Specializes in Anesthesia.
1. First of all CRNAs aren't midlevel providers. CRNAs have been around for over a hundred years. CRNAs can and have provided independent practice during that whole time. Being a midlevel provider implies that you are an extender of care and that you provide something in between what a physician/anesthesiologist does and what CRNAs do. CRNAs can and do provide the exact same anesthetic care as anesthesiologists.

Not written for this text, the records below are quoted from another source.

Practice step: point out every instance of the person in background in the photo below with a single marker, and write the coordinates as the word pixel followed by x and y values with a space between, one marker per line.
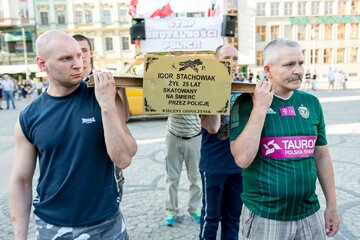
pixel 307 80
pixel 8 91
pixel 278 136
pixel 221 177
pixel 182 146
pixel 76 133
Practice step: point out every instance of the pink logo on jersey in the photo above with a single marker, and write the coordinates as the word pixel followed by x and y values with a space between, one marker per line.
pixel 287 111
pixel 287 147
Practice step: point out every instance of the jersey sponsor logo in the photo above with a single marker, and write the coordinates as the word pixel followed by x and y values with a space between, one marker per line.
pixel 88 120
pixel 287 147
pixel 304 112
pixel 270 111
pixel 287 111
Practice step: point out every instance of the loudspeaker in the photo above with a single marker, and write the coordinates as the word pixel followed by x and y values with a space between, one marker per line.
pixel 228 26
pixel 137 30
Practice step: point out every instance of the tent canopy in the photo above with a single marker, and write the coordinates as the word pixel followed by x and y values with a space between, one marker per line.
pixel 17 36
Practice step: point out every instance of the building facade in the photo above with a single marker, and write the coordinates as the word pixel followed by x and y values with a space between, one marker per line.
pixel 105 22
pixel 17 32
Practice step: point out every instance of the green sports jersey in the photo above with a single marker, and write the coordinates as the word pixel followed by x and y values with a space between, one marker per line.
pixel 280 183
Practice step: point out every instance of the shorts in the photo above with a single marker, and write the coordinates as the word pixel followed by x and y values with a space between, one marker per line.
pixel 113 228
pixel 259 228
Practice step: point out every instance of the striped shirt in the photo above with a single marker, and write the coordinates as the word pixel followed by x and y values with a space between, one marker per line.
pixel 183 125
pixel 280 183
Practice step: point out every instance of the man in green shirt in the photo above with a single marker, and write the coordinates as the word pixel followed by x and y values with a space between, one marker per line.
pixel 278 136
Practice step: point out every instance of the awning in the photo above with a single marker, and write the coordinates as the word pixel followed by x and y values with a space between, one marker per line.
pixel 17 36
pixel 12 69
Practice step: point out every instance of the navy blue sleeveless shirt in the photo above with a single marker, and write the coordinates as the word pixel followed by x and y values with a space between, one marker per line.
pixel 76 186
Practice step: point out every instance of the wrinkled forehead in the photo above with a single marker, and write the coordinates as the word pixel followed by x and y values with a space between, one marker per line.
pixel 58 44
pixel 285 54
pixel 83 44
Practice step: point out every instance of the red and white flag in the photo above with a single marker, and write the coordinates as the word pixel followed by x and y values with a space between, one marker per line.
pixel 163 12
pixel 132 8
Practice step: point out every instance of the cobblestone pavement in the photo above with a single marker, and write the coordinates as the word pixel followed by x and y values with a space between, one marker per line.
pixel 143 200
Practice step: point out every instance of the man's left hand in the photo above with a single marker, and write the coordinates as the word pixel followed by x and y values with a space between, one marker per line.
pixel 105 89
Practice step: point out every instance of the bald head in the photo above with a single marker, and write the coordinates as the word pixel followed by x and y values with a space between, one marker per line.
pixel 51 40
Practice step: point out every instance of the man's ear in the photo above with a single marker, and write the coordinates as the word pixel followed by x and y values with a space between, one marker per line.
pixel 41 63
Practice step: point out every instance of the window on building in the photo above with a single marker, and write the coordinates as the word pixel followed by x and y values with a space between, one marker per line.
pixel 288 31
pixel 88 16
pixel 341 31
pixel 107 16
pixel 315 7
pixel 288 6
pixel 301 32
pixel 274 9
pixel 123 15
pixel 78 17
pixel 108 44
pixel 44 19
pixel 304 54
pixel 328 7
pixel 355 6
pixel 314 58
pixel 260 33
pixel 327 55
pixel 24 13
pixel 1 13
pixel 301 8
pixel 340 55
pixel 260 9
pixel 61 17
pixel 328 31
pixel 353 53
pixel 354 33
pixel 259 58
pixel 315 34
pixel 274 32
pixel 341 6
pixel 125 43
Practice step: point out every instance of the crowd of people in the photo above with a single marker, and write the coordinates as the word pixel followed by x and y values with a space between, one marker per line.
pixel 253 172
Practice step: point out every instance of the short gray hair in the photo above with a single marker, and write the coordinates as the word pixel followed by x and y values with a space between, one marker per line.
pixel 271 52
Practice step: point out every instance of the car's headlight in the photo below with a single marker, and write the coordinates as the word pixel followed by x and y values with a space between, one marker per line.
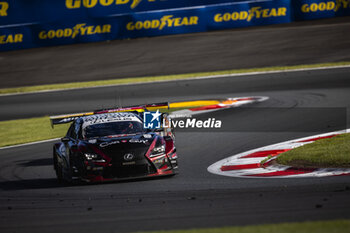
pixel 158 151
pixel 94 157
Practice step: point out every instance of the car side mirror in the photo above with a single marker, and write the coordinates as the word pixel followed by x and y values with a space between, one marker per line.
pixel 65 140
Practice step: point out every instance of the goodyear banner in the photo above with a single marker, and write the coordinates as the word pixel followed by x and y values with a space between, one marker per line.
pixel 29 11
pixel 37 23
pixel 316 9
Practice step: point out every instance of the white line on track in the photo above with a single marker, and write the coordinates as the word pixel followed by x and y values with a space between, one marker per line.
pixel 185 79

2. Like I have stated a couple of times already I don't agree with the DNP curriculum. I will be pursuing a DNAP which from TWU is more science based and skips all the nursing fluff classes.

3. Trying to get all RNs to get their Bachelor degrees is a fight decades long with no resolution in sight.[/QUOT

Gee, I never took mid-level practitioner designation as an insult. I don't even have prescriptive privileges. And even though I'm sick of the ACT "team" concept that infantalizes me (almost 30 years of experience), I think there are differences between CRNA's and MDA's. CRNA's can clearly do 90% of cases without medical supervision, but I still have my doubts about the other 10% of the work, much of which is research or cases that we never do as CRNA students. They are the exceptional cases for sure, but its pure hubris to think that CRNA's can be all things to ALL patients.

The simple fact is CRNAs aren't midlevel providers. We never have been and we will never be.

There isn't a type of anesthesia case that a MDA does that CRNA can't or doesn't do somewhere. I realize that MDAs take the majority of bigger more complex cases especially at larger teaching hospitals, but there are still CRNAs that do hearts, TEEs, Neuro, complex peds, trauma etc. independently. As a military CRNA I have only worked independently since graduation so I think it is kind of funny when CRNAs think they need to work in an ACT practice or that only MDAs can do certain types of surgeries. If a CRNA wants to confine themselves to dependence on MDAs and work only in ACT practices more power to them. I personally will stick with independent practice.